Tama sedang menuruni tangga ketika ia mendengar suara Janu ada di arah dapur. Ia mendengus geli karena mendapati fakta bahwa mungkin Janu ingin menumpang sarapan seperti hari kemarin-kemarin.
Tama hendak menyapa Janu dengan sebuah ledekan ketika eyang putrinya dan Janu menatapnya yang baru saja muncul di ujung tangga dengan tatapan kaget, sedih, khawatir, dan campuran ekspresi yang tak dapat Tama jelaskan. Tama termenung ketika ekspresi Janu mengeras.

"Jan?"

"Tam, kakak perempuan Jay meninggal."
Ada sebuah perasaan menyengat yang mengagetkan Tama.

Seolah ia salah dengar, Tama bertanya. "Apa?"

Janu menelan ludah dan mengulangi kalimatnya. "Kakak perempuan Jay meninggal. Semalam. Aku dapat kabar dari Surya. Pemakamannya hari ini pukul 11."

Hening. Tama mengeratkan pegangannya pada teralis tangga. Ia jadi teringat sms Jay yang baru ia buka pagi ini. Jangan-jangan, semalam Jay berusaha menghubungi Tama untuk memberi tahu Tama tentang kabar ini.
Eyang putri Tama beranjak dari tempatnya.

"Eyang bikinkan sarapan buat kalian berdua. Kalau mau berangkat melayat, nanti sarapan dulu ya." Kata eyang putri sambil berjalan menuju area dapur.

Tama tertegun di tempatnya. Janu terlihat gelisah. Tama tahu, Janu paling benci berita kematian seperti ini. Apalagi, dari orang terdekatnya. Kedua bersahabat itu lalu duduk di kursi ruang makan dalam diam.

"Kenapa, jan? Kenapa kakaknya Jay meninggal?" tanya Tama tak mengerti.

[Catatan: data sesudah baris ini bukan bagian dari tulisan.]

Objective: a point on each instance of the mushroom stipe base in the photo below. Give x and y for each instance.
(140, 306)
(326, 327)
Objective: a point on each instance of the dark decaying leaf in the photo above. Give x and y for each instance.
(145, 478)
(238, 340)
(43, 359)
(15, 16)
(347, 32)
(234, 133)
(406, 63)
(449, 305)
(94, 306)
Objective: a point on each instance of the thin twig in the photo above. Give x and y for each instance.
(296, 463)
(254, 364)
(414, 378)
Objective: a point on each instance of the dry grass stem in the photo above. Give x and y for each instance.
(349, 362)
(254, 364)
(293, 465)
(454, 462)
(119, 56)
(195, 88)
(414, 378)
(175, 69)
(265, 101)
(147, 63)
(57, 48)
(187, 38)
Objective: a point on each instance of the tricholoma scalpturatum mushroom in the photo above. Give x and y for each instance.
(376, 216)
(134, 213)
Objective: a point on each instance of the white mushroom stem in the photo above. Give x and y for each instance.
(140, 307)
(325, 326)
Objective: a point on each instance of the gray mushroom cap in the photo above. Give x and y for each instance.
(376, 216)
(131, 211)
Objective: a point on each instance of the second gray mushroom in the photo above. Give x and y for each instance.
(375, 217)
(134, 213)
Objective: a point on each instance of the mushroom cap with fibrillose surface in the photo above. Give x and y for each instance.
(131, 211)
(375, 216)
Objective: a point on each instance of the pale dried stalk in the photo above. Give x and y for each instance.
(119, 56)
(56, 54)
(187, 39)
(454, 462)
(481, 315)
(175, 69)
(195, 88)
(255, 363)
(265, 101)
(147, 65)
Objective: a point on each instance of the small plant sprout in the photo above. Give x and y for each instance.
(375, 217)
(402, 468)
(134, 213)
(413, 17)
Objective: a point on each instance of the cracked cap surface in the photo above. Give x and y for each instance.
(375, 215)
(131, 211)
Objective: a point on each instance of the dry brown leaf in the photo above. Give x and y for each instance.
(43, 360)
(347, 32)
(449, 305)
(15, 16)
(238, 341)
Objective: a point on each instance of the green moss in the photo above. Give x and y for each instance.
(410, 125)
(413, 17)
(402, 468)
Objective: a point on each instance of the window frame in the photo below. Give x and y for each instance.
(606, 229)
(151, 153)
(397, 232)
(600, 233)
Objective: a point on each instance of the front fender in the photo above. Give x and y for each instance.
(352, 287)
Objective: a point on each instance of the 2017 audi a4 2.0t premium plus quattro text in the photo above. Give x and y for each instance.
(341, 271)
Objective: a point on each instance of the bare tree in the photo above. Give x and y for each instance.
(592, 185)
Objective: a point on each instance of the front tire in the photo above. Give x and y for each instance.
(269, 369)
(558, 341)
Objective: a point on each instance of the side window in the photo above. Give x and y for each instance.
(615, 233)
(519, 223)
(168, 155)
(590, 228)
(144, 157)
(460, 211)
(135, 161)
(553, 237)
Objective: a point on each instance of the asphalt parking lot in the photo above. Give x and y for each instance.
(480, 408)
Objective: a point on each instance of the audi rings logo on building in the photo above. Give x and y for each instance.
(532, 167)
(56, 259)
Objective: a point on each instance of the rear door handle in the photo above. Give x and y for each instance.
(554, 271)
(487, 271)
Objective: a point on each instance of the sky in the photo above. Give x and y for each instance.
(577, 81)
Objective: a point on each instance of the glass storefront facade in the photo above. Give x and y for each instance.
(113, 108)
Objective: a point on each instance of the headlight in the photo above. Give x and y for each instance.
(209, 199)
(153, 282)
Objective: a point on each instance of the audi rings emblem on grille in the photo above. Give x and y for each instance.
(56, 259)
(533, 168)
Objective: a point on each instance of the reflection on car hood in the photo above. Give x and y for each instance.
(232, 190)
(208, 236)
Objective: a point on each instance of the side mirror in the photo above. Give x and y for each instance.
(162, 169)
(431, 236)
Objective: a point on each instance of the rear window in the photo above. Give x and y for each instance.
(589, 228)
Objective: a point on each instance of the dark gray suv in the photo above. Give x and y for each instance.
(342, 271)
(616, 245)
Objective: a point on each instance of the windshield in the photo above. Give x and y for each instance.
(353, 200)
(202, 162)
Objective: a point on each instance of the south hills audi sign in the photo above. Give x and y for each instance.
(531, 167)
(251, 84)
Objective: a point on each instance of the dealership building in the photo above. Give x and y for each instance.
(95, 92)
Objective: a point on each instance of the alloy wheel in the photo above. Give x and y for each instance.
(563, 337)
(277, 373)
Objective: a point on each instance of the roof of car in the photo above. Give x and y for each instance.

"Kata Surya, tengah malam tadi, Jay menghubunginya, dan memberikan kabar itu. Kata Jay dalam pembicaraannya dengan Surya, beberapa hari lalu kakak Jay mengalami kecelakaan di jalan menuju ke tempat KKNnya di Kulon Progo. Kakaknya pergi naik motor bersama dengan pacarnya. Lalu dalam perjalanan mereka menuju ke tempat itu, kecelakaan itu terjadi. Surya bilang, Jay tak mau bercerita mengenai detailnya. Tetapi, yang pasti, kecelakaan itu adalah kecelakaan beruntun yang memakan beberapa korban. Pacar kakak Jay juga meninggal ketika dalam perjalanan dilarikan menuju ke rumah sakit. Sedang kakak Jay selama beberapa hari berada di ICU hingga akhirnya semalam menghembuskan nafas terakhirnya." Cerita Janu panjang lebar.

Tama diam, tertegun. Ia merasa bahwa mungkin akibat kejadian yang menimpa kakaknya itu, Jay jadi terlihat berantakan. Lalu ia teringat mengenai pesan Jay yang baru ia balas pagi tadi. Tetiba ia merasakan perasaan sedih yang luar biasa. Air mata mulai menggenang di pelupuk matanya. Ia membayangkan sosok Jay yang meski terlihat dingin, adalah seorang adik yang memiliki kecenderungan sister complex. Ia mengusap air mata yang belum sempat jatuh itu.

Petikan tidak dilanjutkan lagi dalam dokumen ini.